Intorno a noi, altro non c'era che una fitta distesa di alberi e arbusti, che rendevano quasi impossibile capire cosa ci fosse al di là di quei spessi tronchi. Alzando lo sguardo verso l'alto, si potevano notare che le chiome degli alberi erano così spesse, che la luce del sole riusciva a passare di rado tra una fronda e l'altra, immergendo l'intera zona in una penombra al quanto disturbante.

"Menomale" disse il biondo sospirando, per poi voltarsi verso di me "non dovremmo essere troppo lontani dalla strada."

"E da che cosa lo deduci?" chiesi confuso, sperando che Lucius fosse davvero riuscito a capire quale fosse la nostra posizione.
"Vedi quelli?" indicò con la mano che non era impegnata a reggermi, una fila di arbusti, molto simili l'uno all'altro, con sopra un muschio al quanto particolare; dell'erbetta luminescente, un verde neon che risplendeva, fastidiosamente, tra i rami degli alberi.
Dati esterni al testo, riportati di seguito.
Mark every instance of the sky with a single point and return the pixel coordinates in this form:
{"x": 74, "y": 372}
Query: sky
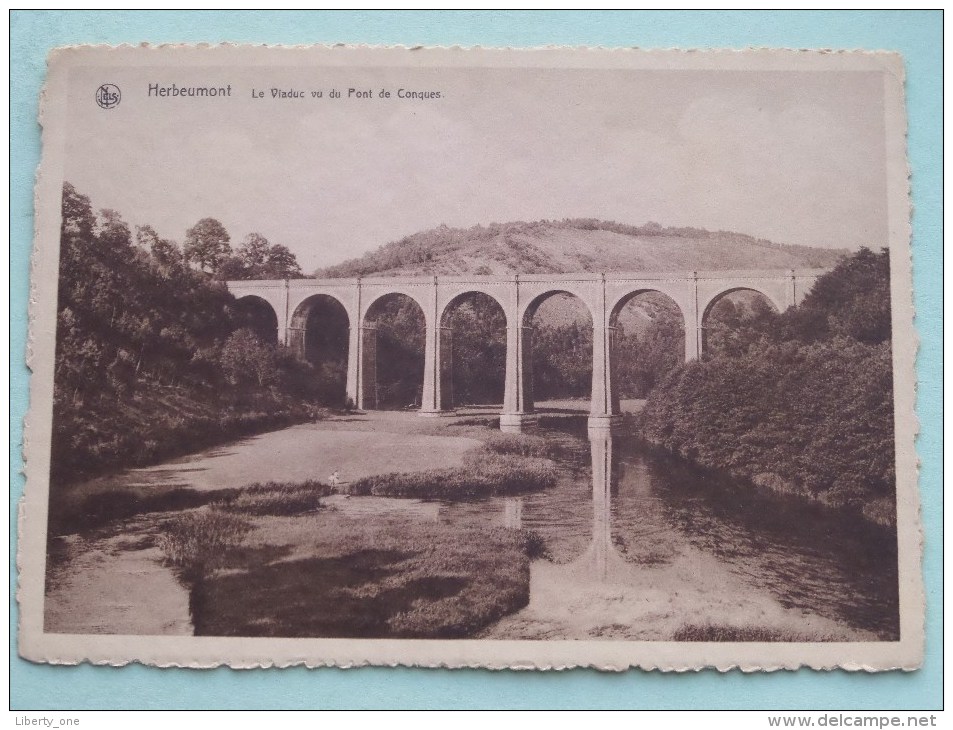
{"x": 791, "y": 156}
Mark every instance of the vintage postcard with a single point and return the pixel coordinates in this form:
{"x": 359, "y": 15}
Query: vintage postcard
{"x": 472, "y": 358}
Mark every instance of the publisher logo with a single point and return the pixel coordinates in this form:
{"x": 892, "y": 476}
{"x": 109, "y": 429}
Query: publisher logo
{"x": 108, "y": 96}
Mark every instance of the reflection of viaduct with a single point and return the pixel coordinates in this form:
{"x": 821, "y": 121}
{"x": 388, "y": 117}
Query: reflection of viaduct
{"x": 695, "y": 293}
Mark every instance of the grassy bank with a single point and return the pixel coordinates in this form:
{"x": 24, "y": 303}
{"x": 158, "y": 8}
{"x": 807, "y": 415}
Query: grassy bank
{"x": 328, "y": 575}
{"x": 503, "y": 464}
{"x": 271, "y": 561}
{"x": 162, "y": 422}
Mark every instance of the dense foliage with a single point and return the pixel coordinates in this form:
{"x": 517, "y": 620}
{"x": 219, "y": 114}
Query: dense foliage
{"x": 151, "y": 355}
{"x": 800, "y": 401}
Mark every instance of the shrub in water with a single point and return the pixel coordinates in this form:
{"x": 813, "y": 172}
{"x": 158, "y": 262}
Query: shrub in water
{"x": 276, "y": 498}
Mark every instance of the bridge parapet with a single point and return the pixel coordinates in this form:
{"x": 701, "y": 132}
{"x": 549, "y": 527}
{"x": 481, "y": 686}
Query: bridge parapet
{"x": 604, "y": 294}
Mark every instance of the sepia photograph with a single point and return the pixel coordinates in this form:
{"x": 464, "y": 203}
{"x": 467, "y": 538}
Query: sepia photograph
{"x": 510, "y": 358}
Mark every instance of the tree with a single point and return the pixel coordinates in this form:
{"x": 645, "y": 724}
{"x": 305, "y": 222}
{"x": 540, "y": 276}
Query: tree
{"x": 207, "y": 244}
{"x": 245, "y": 359}
{"x": 254, "y": 250}
{"x": 256, "y": 258}
{"x": 281, "y": 263}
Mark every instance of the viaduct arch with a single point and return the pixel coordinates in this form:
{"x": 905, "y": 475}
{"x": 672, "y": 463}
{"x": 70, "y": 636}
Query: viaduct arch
{"x": 694, "y": 292}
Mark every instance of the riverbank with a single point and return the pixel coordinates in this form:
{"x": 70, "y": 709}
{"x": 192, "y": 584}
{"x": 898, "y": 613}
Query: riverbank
{"x": 160, "y": 423}
{"x": 405, "y": 576}
{"x": 557, "y": 563}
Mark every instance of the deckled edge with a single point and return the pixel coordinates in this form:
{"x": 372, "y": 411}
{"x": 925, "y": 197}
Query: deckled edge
{"x": 722, "y": 667}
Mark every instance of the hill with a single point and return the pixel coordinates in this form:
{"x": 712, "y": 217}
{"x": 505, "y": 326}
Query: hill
{"x": 574, "y": 246}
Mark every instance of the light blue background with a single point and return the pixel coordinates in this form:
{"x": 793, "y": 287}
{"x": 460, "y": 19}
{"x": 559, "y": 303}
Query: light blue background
{"x": 916, "y": 34}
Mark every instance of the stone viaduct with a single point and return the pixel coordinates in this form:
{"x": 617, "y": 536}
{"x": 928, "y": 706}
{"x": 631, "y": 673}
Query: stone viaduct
{"x": 694, "y": 292}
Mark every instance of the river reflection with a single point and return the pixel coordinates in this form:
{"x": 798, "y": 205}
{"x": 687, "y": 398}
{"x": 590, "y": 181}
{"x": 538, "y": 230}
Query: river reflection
{"x": 649, "y": 540}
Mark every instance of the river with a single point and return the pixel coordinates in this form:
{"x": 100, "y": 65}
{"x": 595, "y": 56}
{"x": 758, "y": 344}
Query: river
{"x": 638, "y": 544}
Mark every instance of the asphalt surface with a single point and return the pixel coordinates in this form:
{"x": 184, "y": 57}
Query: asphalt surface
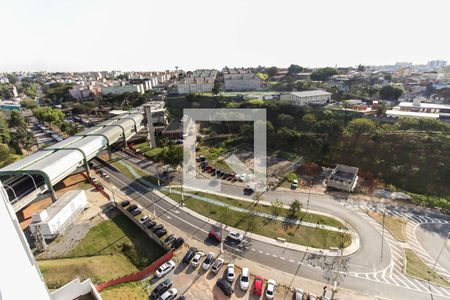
{"x": 367, "y": 259}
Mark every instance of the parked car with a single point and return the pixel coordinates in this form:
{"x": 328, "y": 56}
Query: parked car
{"x": 169, "y": 239}
{"x": 244, "y": 281}
{"x": 189, "y": 255}
{"x": 144, "y": 219}
{"x": 298, "y": 294}
{"x": 150, "y": 224}
{"x": 235, "y": 236}
{"x": 208, "y": 261}
{"x": 196, "y": 260}
{"x": 161, "y": 232}
{"x": 161, "y": 288}
{"x": 131, "y": 207}
{"x": 270, "y": 289}
{"x": 177, "y": 243}
{"x": 157, "y": 227}
{"x": 213, "y": 234}
{"x": 258, "y": 285}
{"x": 165, "y": 268}
{"x": 230, "y": 272}
{"x": 218, "y": 263}
{"x": 170, "y": 294}
{"x": 125, "y": 203}
{"x": 225, "y": 286}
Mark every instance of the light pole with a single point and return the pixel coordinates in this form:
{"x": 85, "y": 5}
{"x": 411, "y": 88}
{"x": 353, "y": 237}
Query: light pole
{"x": 440, "y": 252}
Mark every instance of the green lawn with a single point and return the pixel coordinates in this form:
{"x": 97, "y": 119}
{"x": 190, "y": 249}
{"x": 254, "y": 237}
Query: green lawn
{"x": 126, "y": 291}
{"x": 110, "y": 236}
{"x": 58, "y": 272}
{"x": 417, "y": 268}
{"x": 308, "y": 217}
{"x": 295, "y": 234}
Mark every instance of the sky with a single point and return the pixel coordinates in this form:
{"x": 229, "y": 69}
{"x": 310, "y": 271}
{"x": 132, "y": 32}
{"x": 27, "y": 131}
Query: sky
{"x": 147, "y": 35}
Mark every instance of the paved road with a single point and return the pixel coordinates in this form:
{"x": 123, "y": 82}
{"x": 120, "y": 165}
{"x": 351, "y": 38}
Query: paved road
{"x": 365, "y": 271}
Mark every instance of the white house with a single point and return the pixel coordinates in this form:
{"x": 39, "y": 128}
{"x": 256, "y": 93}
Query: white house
{"x": 316, "y": 97}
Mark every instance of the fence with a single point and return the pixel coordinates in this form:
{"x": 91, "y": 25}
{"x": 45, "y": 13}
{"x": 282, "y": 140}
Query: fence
{"x": 138, "y": 275}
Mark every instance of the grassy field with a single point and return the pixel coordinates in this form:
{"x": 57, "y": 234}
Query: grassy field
{"x": 126, "y": 291}
{"x": 109, "y": 237}
{"x": 295, "y": 234}
{"x": 417, "y": 268}
{"x": 308, "y": 217}
{"x": 58, "y": 272}
{"x": 393, "y": 224}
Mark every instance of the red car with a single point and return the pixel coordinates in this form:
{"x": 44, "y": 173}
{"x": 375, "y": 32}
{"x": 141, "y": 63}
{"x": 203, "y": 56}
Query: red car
{"x": 215, "y": 235}
{"x": 258, "y": 286}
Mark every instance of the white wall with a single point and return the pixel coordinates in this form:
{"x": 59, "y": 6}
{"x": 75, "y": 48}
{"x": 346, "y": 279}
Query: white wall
{"x": 20, "y": 277}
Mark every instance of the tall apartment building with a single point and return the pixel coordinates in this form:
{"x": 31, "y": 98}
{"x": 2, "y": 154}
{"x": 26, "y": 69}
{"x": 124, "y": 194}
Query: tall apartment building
{"x": 200, "y": 81}
{"x": 240, "y": 80}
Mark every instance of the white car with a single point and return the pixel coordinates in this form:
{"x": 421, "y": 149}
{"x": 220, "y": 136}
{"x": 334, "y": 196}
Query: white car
{"x": 208, "y": 261}
{"x": 144, "y": 219}
{"x": 217, "y": 265}
{"x": 196, "y": 260}
{"x": 244, "y": 282}
{"x": 165, "y": 268}
{"x": 270, "y": 288}
{"x": 235, "y": 236}
{"x": 230, "y": 272}
{"x": 170, "y": 294}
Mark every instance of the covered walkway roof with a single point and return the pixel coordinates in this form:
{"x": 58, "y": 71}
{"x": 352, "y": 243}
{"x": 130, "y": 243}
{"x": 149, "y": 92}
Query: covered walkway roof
{"x": 59, "y": 160}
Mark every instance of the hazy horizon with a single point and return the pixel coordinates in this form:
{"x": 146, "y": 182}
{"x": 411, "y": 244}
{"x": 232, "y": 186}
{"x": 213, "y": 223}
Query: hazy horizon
{"x": 139, "y": 35}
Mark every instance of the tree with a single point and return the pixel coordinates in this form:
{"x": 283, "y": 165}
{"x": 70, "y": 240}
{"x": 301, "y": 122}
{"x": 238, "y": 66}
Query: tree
{"x": 389, "y": 92}
{"x": 294, "y": 209}
{"x": 294, "y": 69}
{"x": 272, "y": 71}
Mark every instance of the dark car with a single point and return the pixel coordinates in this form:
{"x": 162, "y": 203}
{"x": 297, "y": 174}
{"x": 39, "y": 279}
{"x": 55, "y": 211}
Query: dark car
{"x": 124, "y": 203}
{"x": 150, "y": 224}
{"x": 158, "y": 227}
{"x": 161, "y": 232}
{"x": 225, "y": 286}
{"x": 160, "y": 289}
{"x": 132, "y": 207}
{"x": 177, "y": 243}
{"x": 189, "y": 255}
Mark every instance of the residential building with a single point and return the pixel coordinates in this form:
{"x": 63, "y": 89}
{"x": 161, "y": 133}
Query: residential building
{"x": 315, "y": 97}
{"x": 239, "y": 80}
Con un po' di impegno,si riusciva a notare che questo muschio era concentrato verso una zona precisa di quell'ammasso di erba e rami.

"Dovremmo essere all'interno della foresta di Ruleket, se seguiamo il muschio dovremmo riuscire ad arrivare sulla strada principale."

Sgranai gli occhi sconcertato.

"Dovremmo?"

"Si, è un po' che manco da Arcadia, aprire un portale qui significava fare un salto nel vuoto." Rispose il biondo con un sorriso beffardo in volto, che mi fece contorcere lo stomaco dalla rabbia.

Cercai di calmarmi, ripetendomi internamente che in una situazione del genere agitarsi non avrebbe aiutato, e nel mentre che mi poggiai all'albero più vicino per riposare la caviglia dolente, presi un grosso respiro.
Avevamo fretta, quello ormai era un fatto certo, ma nella mia testa mi chiedevo se pensare un secondo di più sul venire ad Arcadia o meno, oppure organizzarsi per il viaggio, non avrebbe reso la situazione molto più facile e sicura.
"Aspetta, ti do una mano." Disse poi Lucius piegandosi su un ginocchio.
Il biondo si mise in ginocchio, con entrambe le mani sulla mia caviglia, scostando alcune erbacce e dei cespugli per averla a vista; dopo aver chiuse intorno alla mia caviglia, e aver preso un respiro profondo, il suo medaglione iniziò ad illuminarsi.
"Che stai..." dovetti mordermi la lingua mentre stavo parlando, per evitare di strillare in un modo molto poco mascolino.
Un dolore acuto, improvviso, come se tutti i muscoli e i nervi della mia caviglia fossero stati torti in mezzo secondo, con uno scatto deciso e preciso.
Dovetti poggiarmi di schiena all'albero, stringendo i pugni, ficcandomi le unghie nel palmo della mano per non svenire per colpa di quella sensazione terribile.
Fu questione di istanti però, perché dopo aver ripreso il controllo di me stesso, e concentrandomi sulla caviglia, il dolore aveva fatto spazio ad un leggero indolenzimento.
Feci un paio di prove poggiando il piede a terra e muovendo la caviglia, sotto lo sguardo colpevole di Lucius.

"Meglio?" chiese lui con una faccia da cucciolo bastonato, quasi volesse farsi perdonare del non avermi neanche avvertito.

"Io ti uccido." Dissi rassegnato, lanciandogli uno sguardo infuocato.

Lui sospirò con un leggero sorriso in volto, alzandosi, e dandomi una pacca sulla spalla.
"Andiamo?" aggiunse poi, iniziando ad incamminarsi verso il muschio a neon.

"Come hai fatto?" chiesi, domandandomi in realtà il perché non l'avesse fatto prima.
"La mia unicità" disse, sparendo dietro un cespuglio.
Mi misi dritto velocemente, per poi seguire Lucius, preoccupato del fatto che perderlo di vista significasse rimanere bloccato in quel gretto labirinto di piante.